Zum 1. Juli tritt der neue Vorstandschef der Deutschen Bank, John Cryan, seinen Job in Frankfurt an. Den Rücktritt der beiden Co-Chefs Anshu Jain und Jürgen Fitschen Anfang Juni hat die Börse noch mit einem Kursfeuerwerk begrüßt. BÖRSE ONLINE hat Analysten befragt, was sie vom neuen Chef erwarten - und welche Aufgaben Cryan am dringendsten angehen sollte.

Grundsätzlich genießt der eher zurückhaltend auftretende 54jährige Brite bei Finanzinvestoren einen guten Ruf. Als Finanzchef hat er die Schweizer Großbank UBS wieder zurück in die Erfolgsspur gebracht. Dort hat er den Rückzug aus dem Investmentbanking eingeleitet und Risiken abgebaut - und sich als Kostenkiller und Krisenmanager profiliert. Seit 2013 sitzt Cryan im Aufsichtsrat der Deutschen Bank und kennt inzwischen die Probleme des größten deutschen Geldhauses, allen voran die ausufernden Rechtsrisiken. Auf ihn wartet eine Herkulesaufgabe.

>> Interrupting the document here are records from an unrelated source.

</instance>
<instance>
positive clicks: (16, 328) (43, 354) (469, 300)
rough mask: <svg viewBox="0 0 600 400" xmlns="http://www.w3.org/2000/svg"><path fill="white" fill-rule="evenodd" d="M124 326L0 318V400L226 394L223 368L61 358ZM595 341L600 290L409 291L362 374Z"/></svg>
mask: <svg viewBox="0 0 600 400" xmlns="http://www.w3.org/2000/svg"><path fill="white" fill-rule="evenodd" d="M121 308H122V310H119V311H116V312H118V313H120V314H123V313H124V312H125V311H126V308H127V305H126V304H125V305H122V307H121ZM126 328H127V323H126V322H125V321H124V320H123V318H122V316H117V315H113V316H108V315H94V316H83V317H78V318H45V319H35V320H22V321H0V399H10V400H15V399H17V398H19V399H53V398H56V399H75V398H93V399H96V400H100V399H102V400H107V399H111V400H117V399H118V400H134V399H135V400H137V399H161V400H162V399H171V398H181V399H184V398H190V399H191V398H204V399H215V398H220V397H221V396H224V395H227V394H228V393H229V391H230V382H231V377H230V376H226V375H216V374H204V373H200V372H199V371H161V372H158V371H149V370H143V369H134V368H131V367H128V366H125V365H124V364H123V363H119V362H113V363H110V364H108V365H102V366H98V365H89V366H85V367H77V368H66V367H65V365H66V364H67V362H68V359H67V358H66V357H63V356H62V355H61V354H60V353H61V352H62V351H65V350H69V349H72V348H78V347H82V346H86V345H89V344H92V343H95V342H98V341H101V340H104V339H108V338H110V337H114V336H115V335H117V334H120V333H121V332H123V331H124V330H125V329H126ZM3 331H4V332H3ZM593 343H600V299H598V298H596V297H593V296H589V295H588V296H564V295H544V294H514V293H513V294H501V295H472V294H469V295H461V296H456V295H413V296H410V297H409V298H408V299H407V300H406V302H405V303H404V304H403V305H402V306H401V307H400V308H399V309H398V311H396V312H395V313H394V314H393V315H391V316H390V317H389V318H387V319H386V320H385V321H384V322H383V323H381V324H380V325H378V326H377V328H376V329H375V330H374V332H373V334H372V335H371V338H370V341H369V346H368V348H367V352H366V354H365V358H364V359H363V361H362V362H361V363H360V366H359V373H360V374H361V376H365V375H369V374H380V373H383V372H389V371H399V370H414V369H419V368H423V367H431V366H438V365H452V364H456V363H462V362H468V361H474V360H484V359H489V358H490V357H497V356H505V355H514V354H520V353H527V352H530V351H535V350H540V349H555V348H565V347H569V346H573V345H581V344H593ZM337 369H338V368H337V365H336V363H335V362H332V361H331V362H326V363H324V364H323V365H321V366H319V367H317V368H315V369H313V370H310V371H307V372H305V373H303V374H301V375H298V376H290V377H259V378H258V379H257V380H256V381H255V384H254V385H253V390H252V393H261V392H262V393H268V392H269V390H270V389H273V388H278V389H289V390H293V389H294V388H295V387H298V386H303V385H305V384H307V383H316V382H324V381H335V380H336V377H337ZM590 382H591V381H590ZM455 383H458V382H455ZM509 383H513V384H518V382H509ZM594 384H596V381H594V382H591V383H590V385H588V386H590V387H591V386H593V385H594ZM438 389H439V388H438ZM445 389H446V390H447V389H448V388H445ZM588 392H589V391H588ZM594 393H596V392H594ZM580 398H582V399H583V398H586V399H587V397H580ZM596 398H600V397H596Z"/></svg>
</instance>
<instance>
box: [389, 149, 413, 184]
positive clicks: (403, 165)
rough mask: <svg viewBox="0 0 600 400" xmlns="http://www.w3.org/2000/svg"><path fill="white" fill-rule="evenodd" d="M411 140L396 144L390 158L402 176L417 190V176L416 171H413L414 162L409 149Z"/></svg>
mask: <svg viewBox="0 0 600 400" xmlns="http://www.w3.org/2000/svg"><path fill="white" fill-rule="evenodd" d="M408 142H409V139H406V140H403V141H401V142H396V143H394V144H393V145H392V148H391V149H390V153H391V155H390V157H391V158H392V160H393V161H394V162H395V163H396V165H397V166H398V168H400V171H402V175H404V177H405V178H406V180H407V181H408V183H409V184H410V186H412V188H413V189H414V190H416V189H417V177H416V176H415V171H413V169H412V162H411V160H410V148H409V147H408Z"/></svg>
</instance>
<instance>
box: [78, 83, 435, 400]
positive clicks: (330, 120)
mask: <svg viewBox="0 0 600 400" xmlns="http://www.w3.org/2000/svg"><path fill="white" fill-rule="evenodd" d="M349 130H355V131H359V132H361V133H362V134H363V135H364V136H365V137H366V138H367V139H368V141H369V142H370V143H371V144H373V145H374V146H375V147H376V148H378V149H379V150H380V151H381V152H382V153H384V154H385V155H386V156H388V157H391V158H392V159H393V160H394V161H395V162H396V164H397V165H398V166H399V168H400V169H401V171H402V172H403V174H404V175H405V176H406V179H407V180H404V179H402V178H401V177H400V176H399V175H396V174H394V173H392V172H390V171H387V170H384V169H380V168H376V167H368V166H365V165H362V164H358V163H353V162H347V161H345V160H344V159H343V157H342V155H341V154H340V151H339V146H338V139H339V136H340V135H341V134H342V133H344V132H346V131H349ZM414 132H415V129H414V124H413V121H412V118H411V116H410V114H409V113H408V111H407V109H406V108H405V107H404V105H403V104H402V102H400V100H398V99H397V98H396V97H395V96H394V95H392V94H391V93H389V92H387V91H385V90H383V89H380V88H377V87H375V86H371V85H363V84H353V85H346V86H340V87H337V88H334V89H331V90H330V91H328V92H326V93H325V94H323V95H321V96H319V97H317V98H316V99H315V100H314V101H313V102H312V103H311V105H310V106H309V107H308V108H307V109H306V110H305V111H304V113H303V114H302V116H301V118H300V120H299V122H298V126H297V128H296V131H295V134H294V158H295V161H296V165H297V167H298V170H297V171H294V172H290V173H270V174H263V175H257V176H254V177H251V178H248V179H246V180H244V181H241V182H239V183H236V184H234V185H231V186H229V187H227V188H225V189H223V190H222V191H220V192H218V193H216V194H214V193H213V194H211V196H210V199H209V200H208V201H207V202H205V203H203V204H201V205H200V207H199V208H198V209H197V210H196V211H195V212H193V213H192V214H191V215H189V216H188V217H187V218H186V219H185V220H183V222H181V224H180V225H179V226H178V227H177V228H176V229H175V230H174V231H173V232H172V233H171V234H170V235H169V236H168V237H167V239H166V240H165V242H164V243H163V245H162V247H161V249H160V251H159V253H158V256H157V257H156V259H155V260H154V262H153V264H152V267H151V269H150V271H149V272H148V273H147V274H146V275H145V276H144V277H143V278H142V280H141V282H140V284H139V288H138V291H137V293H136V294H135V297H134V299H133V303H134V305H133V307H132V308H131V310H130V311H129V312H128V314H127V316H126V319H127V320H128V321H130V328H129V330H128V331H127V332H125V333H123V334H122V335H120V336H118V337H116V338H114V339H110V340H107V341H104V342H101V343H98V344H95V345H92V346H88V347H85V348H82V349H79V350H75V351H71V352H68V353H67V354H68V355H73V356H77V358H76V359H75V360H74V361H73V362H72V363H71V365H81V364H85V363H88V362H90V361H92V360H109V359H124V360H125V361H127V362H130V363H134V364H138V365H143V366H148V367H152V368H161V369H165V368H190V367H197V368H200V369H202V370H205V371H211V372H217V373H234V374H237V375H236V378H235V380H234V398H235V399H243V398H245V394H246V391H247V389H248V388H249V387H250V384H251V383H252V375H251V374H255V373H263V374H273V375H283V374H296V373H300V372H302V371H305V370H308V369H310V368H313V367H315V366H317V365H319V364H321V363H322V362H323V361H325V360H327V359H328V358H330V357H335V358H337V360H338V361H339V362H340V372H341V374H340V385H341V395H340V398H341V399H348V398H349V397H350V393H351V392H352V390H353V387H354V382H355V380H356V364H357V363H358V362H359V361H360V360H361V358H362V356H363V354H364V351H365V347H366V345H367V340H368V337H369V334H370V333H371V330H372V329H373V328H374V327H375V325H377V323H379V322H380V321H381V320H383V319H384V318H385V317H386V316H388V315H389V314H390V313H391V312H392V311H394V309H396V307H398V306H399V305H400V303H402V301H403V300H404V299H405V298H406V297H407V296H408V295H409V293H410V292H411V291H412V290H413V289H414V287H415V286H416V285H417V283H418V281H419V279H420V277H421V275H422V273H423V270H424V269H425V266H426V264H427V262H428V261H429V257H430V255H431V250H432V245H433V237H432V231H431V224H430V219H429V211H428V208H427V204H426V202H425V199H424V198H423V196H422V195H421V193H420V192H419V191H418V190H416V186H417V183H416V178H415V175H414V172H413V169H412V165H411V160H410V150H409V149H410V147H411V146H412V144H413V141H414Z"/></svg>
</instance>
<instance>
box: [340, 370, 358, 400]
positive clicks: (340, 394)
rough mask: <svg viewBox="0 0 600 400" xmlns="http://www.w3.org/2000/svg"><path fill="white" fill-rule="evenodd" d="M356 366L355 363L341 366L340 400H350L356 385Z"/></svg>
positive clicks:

Einhellig sind die von BÖRSE ONLINE befragten Finanzprofis der Meinung, dass Cryan die von seinen Vorgängern eingeschlagene Strategie im Wesentlichen fortsetzen wird. Die zahlreichen Rechtsrisiken und die immer strengere Regulierung werden die Ertragslage und Profitabilität der Bank noch auf Jahre belasten - auch das ist nahezu Konsens unter den Experten. "Ich wünsche mir vom neuen Chef als allererstes mehr Transparenz", sagt Philipp Häßler von der Frankfurter Investmentbank Equinet, der Cryan durchaus zutraut, als unbelasteter Externer beim Abbau der Rechtsrisiken aufs Gas zu drücken. Stefan Bongardt vom Analysehaus Independent Research sieht das ähnlich. "Cryan muss das Vertrauen der Großaktionäre zurückgewinnen - und vernünftig und schlüssig kommunizieren, denn daran sind seine beiden Vorgänger am Ende gescheitert."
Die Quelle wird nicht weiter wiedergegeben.